As a fashion journalist, it’s a rare treat to be introduced to members of Zara’s head office team. Who are these formidably clever people, driving one of the most revered fashion retailers in the world?
Zara is notoriously low-key when it comes to the press, so I jumped at the chance to meet the team at a press preview of Zara’s new-format store in London’s Marble Arch.
The store itself is modelled on the new design unveiled in New York in the spring, and it works well here in London. In particular, I liked the merchandising technique of segmenting product by trend or story into square-like spaces (like changing rooms, according to Zara) – it makes for easy browsing and shopping. The store was also less cluttered, with less product on the shopfloor, creating a more boutique-like experience.

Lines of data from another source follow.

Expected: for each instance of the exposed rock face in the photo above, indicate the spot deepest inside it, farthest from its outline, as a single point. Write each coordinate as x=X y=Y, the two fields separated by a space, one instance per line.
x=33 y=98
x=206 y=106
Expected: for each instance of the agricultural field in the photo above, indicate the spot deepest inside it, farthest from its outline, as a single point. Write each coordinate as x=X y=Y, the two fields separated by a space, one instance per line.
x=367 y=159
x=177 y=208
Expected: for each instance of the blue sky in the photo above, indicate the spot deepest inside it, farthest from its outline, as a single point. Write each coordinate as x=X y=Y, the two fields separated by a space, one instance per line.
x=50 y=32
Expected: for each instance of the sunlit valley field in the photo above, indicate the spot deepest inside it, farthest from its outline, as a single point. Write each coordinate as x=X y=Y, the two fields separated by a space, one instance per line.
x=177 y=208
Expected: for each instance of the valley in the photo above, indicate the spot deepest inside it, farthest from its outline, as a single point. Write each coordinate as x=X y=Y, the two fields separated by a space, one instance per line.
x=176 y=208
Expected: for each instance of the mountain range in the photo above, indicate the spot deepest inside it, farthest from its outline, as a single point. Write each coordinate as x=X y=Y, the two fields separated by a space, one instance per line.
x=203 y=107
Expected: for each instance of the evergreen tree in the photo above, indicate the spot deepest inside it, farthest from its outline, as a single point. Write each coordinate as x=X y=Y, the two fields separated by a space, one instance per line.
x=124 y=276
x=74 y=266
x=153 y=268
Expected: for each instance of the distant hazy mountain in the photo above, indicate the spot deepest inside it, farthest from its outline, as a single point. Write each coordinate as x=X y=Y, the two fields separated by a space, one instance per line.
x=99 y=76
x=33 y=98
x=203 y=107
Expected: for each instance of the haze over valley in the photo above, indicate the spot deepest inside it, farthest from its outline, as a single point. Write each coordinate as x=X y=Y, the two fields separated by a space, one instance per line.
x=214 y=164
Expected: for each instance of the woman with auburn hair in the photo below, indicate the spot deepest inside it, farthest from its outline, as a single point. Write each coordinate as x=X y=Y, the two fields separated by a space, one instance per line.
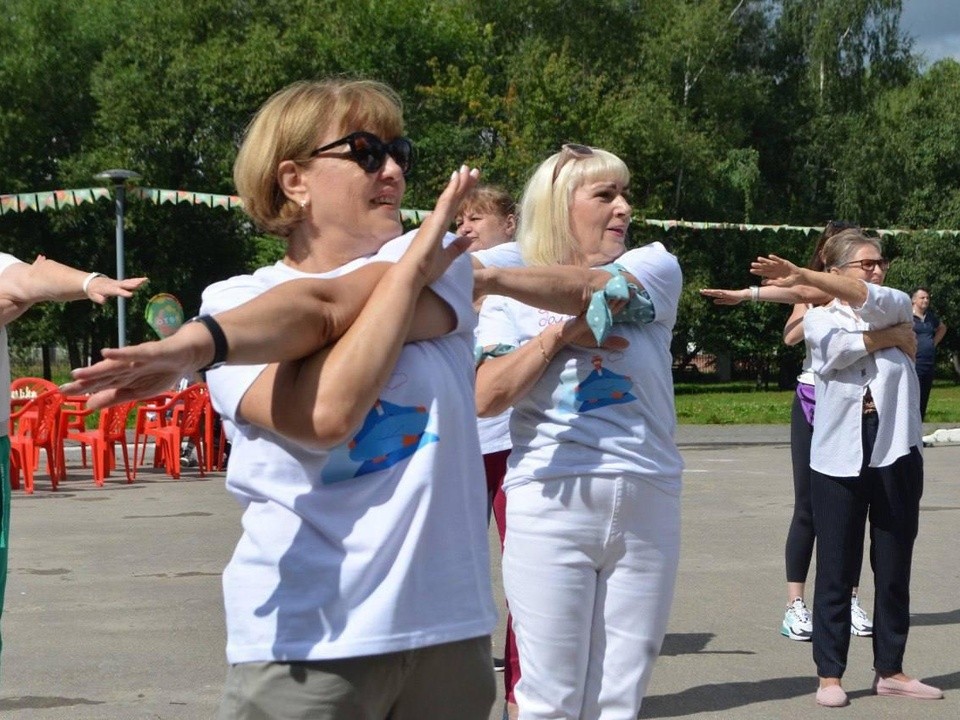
x=593 y=479
x=865 y=458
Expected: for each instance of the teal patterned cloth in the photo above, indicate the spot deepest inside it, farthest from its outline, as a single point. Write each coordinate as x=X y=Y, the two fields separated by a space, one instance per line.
x=639 y=309
x=479 y=354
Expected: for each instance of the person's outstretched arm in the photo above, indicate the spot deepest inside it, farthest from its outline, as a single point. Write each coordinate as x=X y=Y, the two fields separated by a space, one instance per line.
x=287 y=322
x=23 y=285
x=779 y=272
x=800 y=294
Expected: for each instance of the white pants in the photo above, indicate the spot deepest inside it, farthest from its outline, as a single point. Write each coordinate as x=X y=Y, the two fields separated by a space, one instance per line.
x=589 y=569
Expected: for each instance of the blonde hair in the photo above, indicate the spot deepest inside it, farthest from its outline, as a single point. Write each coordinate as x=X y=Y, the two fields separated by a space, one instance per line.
x=289 y=125
x=544 y=233
x=840 y=249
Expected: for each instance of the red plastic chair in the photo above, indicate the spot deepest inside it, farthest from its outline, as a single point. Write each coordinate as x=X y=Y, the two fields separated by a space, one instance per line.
x=187 y=422
x=32 y=428
x=111 y=429
x=73 y=419
x=151 y=414
x=27 y=388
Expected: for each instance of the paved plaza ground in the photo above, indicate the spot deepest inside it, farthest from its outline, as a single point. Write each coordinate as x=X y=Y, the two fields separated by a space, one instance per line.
x=114 y=609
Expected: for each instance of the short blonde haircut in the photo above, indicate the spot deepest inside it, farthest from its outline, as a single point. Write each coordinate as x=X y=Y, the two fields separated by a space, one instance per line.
x=544 y=233
x=290 y=124
x=840 y=249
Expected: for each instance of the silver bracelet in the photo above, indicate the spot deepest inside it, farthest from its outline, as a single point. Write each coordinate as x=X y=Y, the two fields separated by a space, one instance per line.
x=89 y=279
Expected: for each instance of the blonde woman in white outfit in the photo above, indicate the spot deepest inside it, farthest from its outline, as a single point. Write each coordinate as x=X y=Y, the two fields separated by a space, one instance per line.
x=593 y=480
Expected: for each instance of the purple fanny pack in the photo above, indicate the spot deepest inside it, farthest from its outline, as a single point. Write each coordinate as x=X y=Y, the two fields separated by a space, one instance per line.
x=807 y=401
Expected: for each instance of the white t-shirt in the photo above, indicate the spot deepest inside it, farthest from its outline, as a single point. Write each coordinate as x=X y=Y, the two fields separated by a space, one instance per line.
x=844 y=370
x=598 y=412
x=375 y=546
x=502 y=255
x=6 y=260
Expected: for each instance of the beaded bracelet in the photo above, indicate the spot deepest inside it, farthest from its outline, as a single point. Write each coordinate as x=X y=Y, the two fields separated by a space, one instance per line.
x=89 y=279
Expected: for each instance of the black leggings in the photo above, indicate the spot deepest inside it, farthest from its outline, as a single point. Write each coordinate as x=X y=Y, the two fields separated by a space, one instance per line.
x=890 y=498
x=800 y=536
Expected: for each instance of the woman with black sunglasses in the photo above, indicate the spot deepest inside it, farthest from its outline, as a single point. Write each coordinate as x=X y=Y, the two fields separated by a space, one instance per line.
x=360 y=586
x=865 y=458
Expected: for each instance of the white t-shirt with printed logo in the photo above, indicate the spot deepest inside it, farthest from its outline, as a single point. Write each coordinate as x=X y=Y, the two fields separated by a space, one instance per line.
x=597 y=412
x=376 y=546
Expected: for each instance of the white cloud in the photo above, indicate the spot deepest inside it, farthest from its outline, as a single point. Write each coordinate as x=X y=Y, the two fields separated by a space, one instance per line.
x=935 y=27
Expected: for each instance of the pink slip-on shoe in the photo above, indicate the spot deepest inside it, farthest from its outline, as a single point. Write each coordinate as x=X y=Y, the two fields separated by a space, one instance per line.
x=831 y=696
x=912 y=688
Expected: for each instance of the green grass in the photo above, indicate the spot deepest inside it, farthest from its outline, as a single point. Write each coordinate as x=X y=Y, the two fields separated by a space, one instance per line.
x=740 y=403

But, as I said, meeting the team behind the powerhouse that is Zara, was the highlight for me. Monica Garcia, regional manager for menswear, gave me a detailed tour of the menswear basement floor, pulling out best sellers, including some surprise pieces, like a studded denim waistcoat. “We had to repeat it. Men are getting more adventurous,” she told me, adding that the menswear business is growing. “Suiting is getting more risky, more edgy, with men choosing to wear it with knits instead of shirts, and knitted instead of silk ties. We’re seeing a lot of men wearing parkas over their suits.”
Back on the ground floor, which houses womenswear, and the equally patient Sandra Sanchi, head of womenswear, tells me about the flexibility that their two-weekly drops affords them. They trialled the brocade trend with one drop of trousers, but soon found the product to be a strong seller. “We did the same with velvet, so now we have blazers and dresses,” she explains, adding that the store’s new front-facing, rather than side-facing displays will really help to drive sales.
And I agree. It’s a good shop fit - nothing fussy, just clear merchandising - housing some of the best product on the high street.